Purpose – Cyberattacks have become a major threat to small and medium-sized enterprises. Their prevention efforts often prioritize technical solutions over human factors, despite humans posing the greatest risk. This article highlights the importance of developing tailored behavioral interventions. Through qualitative
interviews, we identified three persona types with different psychological biases that increase the risk of
cyberattacks. These psychological biases are a basis for creating behavioral interventions to strengthen the
human factor and, thus, prevent cyberattacks.
Design/methodology/approach – We conducted structured, in-depth interviews with 44 employees,
decision makers and IT service providers from small and medium-sized Swiss enterprises to understand
insecure cyber behavior.
Findings – A thematic analysis revealed that, while knowledge about cyber risks is available, no one assumes
responsibility for employees’ and decision makers’ behavior. The interview results suggest three personas for employees and decision makers: experts, deportees and repressors. We have derived corresponding biases
from these three persona types that help explain the interviewees’ insecure cyber behavior.
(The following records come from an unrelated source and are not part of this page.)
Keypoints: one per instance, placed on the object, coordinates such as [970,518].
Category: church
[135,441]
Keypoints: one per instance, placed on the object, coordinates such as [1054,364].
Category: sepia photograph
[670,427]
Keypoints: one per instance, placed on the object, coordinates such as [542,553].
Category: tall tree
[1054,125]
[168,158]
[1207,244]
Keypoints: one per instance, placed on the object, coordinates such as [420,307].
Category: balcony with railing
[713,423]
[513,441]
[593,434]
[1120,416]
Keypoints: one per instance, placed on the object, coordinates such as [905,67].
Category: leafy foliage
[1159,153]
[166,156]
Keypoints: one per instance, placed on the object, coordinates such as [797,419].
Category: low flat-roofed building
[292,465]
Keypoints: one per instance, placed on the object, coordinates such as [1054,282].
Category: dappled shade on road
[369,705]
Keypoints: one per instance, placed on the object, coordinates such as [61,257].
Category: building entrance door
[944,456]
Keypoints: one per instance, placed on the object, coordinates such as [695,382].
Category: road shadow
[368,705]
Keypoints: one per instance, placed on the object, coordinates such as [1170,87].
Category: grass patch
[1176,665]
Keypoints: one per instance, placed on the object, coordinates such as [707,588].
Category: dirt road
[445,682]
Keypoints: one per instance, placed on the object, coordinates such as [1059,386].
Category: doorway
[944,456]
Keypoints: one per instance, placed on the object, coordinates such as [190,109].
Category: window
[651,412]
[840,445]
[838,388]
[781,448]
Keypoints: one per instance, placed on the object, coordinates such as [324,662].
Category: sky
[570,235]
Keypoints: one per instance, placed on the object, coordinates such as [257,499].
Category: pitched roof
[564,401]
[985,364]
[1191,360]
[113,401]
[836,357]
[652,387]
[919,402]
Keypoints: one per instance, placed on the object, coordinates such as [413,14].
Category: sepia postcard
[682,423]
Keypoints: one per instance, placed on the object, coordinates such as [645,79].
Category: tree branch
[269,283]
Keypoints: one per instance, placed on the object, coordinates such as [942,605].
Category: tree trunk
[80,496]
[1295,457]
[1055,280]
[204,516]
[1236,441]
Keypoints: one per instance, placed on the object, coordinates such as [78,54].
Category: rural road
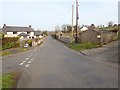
[53,65]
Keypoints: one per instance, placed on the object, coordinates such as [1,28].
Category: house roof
[18,29]
[36,33]
[23,34]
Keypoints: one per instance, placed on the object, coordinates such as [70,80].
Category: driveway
[53,65]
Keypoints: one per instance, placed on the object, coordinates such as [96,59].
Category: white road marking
[27,58]
[27,65]
[21,64]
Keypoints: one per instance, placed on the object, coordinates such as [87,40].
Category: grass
[6,53]
[10,80]
[83,46]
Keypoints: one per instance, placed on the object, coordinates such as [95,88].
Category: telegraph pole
[77,17]
[72,22]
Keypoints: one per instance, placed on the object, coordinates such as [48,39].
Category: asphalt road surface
[53,65]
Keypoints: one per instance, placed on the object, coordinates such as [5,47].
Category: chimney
[4,25]
[30,26]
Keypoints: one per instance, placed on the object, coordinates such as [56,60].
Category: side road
[107,54]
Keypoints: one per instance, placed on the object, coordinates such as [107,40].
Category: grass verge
[6,53]
[10,80]
[83,46]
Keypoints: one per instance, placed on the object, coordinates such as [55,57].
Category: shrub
[10,42]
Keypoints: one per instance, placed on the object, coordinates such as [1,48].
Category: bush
[83,46]
[29,42]
[10,42]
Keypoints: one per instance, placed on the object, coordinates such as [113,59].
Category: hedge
[10,42]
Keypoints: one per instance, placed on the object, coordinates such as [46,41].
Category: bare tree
[92,27]
[110,23]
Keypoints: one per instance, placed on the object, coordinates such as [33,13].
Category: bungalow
[37,34]
[13,31]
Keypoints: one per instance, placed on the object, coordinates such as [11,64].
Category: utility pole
[72,23]
[77,17]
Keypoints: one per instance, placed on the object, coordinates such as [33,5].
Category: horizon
[47,15]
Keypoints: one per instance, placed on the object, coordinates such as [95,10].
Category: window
[14,32]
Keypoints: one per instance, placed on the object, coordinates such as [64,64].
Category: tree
[110,24]
[92,27]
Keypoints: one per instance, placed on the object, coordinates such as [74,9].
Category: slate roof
[17,29]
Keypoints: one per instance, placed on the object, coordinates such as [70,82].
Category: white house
[14,31]
[84,29]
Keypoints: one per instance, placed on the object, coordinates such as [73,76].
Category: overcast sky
[46,14]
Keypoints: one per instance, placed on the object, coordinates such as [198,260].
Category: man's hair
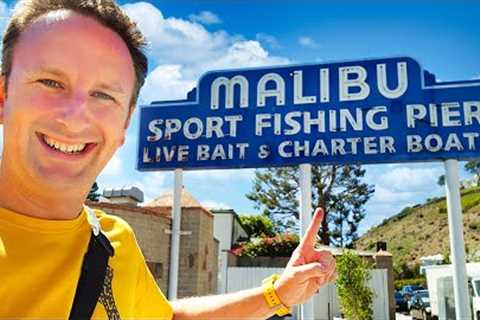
[106,12]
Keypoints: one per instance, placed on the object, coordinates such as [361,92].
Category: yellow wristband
[271,296]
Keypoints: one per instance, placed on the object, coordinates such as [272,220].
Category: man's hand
[308,269]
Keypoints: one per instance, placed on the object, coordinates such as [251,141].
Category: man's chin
[66,180]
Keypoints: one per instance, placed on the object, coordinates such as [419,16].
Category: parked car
[400,302]
[420,305]
[410,289]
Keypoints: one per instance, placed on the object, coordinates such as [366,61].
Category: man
[71,73]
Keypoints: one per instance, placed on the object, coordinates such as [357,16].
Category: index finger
[310,236]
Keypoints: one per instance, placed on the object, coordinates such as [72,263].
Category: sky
[187,38]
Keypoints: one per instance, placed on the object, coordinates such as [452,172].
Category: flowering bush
[281,245]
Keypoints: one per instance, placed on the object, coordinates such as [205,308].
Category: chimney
[381,245]
[130,196]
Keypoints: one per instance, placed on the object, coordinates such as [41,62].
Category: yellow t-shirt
[40,262]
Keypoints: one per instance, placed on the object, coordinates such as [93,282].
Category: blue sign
[373,111]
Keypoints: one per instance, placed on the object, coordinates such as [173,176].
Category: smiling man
[71,73]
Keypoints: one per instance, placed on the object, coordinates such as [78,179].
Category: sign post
[175,243]
[307,309]
[457,245]
[356,112]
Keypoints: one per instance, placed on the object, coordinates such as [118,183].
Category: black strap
[94,269]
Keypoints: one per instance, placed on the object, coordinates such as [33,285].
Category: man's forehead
[54,16]
[61,35]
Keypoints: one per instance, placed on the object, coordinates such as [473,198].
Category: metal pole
[175,242]
[457,245]
[307,309]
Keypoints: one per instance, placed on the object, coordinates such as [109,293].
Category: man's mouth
[71,149]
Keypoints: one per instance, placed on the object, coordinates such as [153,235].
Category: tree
[473,167]
[257,225]
[337,189]
[94,195]
[441,180]
[356,298]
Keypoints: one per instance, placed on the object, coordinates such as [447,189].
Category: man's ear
[3,94]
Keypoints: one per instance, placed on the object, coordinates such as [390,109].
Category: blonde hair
[106,12]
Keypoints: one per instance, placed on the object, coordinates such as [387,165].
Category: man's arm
[246,304]
[307,270]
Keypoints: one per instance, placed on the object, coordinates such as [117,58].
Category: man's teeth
[63,147]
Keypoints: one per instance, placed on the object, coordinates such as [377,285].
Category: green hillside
[422,230]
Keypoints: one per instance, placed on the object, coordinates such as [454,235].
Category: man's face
[67,105]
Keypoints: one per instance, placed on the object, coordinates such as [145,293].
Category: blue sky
[188,38]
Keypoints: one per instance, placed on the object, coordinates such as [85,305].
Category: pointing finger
[310,236]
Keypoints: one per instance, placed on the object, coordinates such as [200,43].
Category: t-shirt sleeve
[150,302]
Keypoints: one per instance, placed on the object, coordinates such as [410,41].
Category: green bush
[355,296]
[257,225]
[281,245]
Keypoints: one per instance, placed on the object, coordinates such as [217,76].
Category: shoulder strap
[94,269]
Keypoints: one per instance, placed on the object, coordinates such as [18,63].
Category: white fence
[326,301]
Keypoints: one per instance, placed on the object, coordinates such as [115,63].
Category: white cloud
[386,195]
[205,17]
[187,50]
[220,175]
[404,178]
[166,82]
[210,204]
[267,39]
[307,42]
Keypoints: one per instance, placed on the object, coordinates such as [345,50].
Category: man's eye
[102,95]
[51,83]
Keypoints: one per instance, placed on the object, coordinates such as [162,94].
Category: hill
[422,230]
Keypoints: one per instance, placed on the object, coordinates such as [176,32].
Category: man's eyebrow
[114,87]
[51,70]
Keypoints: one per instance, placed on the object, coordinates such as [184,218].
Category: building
[151,223]
[228,230]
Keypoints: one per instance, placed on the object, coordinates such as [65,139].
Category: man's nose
[75,114]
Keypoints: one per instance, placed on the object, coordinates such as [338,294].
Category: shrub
[257,225]
[355,296]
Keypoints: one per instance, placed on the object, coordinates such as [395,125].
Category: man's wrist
[271,297]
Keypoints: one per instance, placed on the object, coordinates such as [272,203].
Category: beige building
[151,223]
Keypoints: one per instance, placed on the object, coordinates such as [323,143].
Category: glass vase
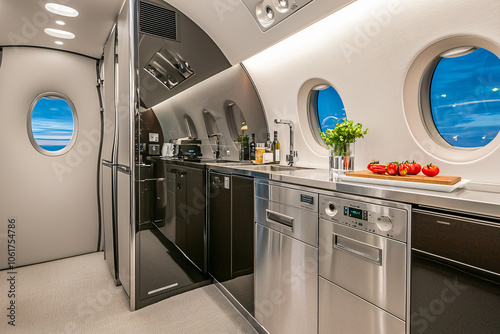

Research limitations/implications – This study provides evidence that employees differ in their cognitive
biases. This implies that tailored interventions are more effective than one-size-fits-all interventions. It is
inherent in the idea of tailored interventions that they depend on multiple factors, such as cultural,
organizational or individual factors. However, even if the segments change somewhat, it is still very likely that
there are subgroups of employees that differ in terms of their misleading cognitive biases and risk behavior.
Practical implications – This article discusses behavior directed recommendations for tailored
interventions in small and medium-sized enterprises to minimize cyber risks.
Originality/value – The contribution of this study is that it is the first to use personas and cognitive biases to
understand insecure cyber behavior, and to explain why small and medium-sized enterprises do not implement
behavior-based cybersecurity best practices. The personas and biases provide starting points for future
research and interventions in practice.